6
votes

I am trying to load data from Gzip archive into Hive table but my gzip files have extension like for example:

apache_log.gz_localhost

When I specify HDFS directory location where these files are located Hive doesn't recognize GZip compressed files because it is searching for files with .gz extension.

Is it possible to define file type when loading data into Hive?
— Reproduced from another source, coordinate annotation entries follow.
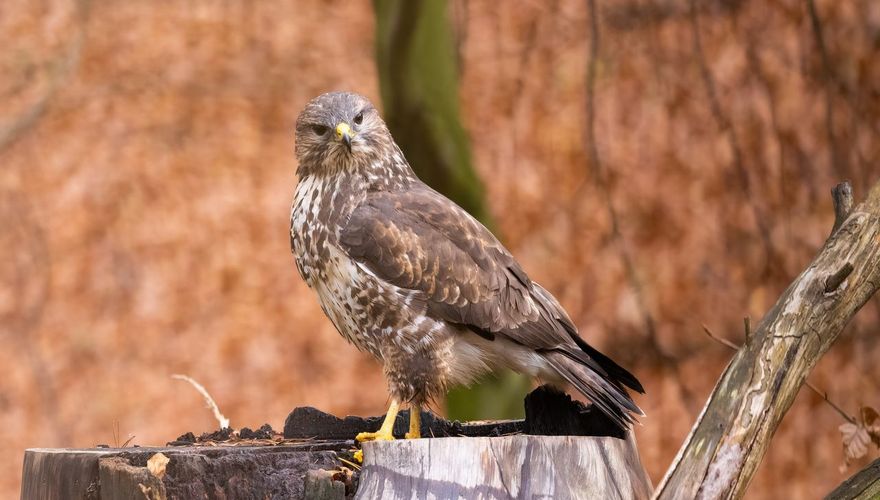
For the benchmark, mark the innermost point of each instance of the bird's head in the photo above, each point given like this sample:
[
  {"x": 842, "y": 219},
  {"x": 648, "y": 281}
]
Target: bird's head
[{"x": 337, "y": 130}]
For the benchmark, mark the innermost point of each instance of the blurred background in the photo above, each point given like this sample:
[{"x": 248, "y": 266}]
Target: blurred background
[{"x": 656, "y": 164}]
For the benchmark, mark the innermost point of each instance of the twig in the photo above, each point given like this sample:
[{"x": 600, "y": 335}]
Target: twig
[
  {"x": 222, "y": 420},
  {"x": 821, "y": 394},
  {"x": 841, "y": 195}
]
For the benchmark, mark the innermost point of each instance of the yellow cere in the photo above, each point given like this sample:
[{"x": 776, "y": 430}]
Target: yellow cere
[{"x": 343, "y": 129}]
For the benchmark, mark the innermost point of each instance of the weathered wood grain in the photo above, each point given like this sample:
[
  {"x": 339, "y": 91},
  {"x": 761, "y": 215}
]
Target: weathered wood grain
[
  {"x": 863, "y": 485},
  {"x": 732, "y": 433},
  {"x": 193, "y": 472},
  {"x": 506, "y": 467}
]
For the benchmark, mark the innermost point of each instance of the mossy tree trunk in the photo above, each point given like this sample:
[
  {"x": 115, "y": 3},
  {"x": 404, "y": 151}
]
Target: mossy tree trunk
[{"x": 418, "y": 79}]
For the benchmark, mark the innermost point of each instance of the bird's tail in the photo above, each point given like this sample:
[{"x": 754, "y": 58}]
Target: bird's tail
[{"x": 595, "y": 382}]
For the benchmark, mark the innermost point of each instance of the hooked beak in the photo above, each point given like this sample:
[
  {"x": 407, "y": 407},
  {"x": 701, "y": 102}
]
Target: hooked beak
[{"x": 344, "y": 134}]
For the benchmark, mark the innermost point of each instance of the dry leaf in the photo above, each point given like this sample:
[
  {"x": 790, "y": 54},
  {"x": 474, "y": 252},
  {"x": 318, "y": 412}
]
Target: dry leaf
[
  {"x": 156, "y": 464},
  {"x": 855, "y": 441}
]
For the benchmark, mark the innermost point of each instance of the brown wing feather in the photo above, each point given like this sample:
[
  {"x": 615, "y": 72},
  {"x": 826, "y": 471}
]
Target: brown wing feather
[{"x": 419, "y": 240}]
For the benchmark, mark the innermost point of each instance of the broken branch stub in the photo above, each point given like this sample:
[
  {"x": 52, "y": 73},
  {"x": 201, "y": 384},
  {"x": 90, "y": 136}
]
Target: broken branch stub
[{"x": 731, "y": 435}]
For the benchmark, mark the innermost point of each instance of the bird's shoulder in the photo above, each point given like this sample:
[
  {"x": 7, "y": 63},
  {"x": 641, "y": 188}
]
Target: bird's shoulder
[{"x": 419, "y": 240}]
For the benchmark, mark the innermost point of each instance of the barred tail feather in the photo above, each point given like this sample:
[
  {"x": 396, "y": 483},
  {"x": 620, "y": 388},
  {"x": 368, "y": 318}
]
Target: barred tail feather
[{"x": 608, "y": 395}]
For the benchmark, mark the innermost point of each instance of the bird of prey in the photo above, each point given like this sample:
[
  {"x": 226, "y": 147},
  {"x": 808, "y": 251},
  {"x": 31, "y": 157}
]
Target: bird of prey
[{"x": 408, "y": 276}]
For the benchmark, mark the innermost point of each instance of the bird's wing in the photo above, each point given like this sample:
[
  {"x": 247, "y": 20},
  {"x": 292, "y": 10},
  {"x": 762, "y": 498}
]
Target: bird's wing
[{"x": 418, "y": 240}]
Something like (PSEUDO):

set input.format=gzip;

LOAD DATA INPATH /tmp/logs/ INTO TABLE apache_logs;

Here is my SQL for table creation:

CREATE EXTERNAL TABLE access_logs (
`ip`                STRING,
`time_local`        STRING,
`method`            STRING,
`request_uri`       STRING,
`protocol`          STRING,
`status`            STRING,
`bytes_sent`        STRING,
`referer`           STRING,
`useragent`         STRING,
`bytes_received`    STRING
)
ROW FORMAT SERDE 'org.apache.hadoop.hive.contrib.serde2.RegexSerDe'
WITH SERDEPROPERTIES (
'input.regex'='^(\\S+) \\S+ \\S+ \\[([^\\[]+)\\] "(\\w+) (\\S+) (\\S+)" (\\d+) (\\d+|\-) "([^"]+)" "([^"]+)".* (\\d+)'
)
STORED AS TEXTFILE
LOCATION '/tmp/logs/';
1
set mapred.map.output.compression.codec=org.apache.hadoop.io.compress.GZipCodec; at beginning of scriptSingleton
Unfortunately that does not help. Thank Youantunovic
Interesting question, hope it gets more attention.WestCoastProjects

1 Answers

7
votes

Why not change file name to xxx.gz after put in HDFS?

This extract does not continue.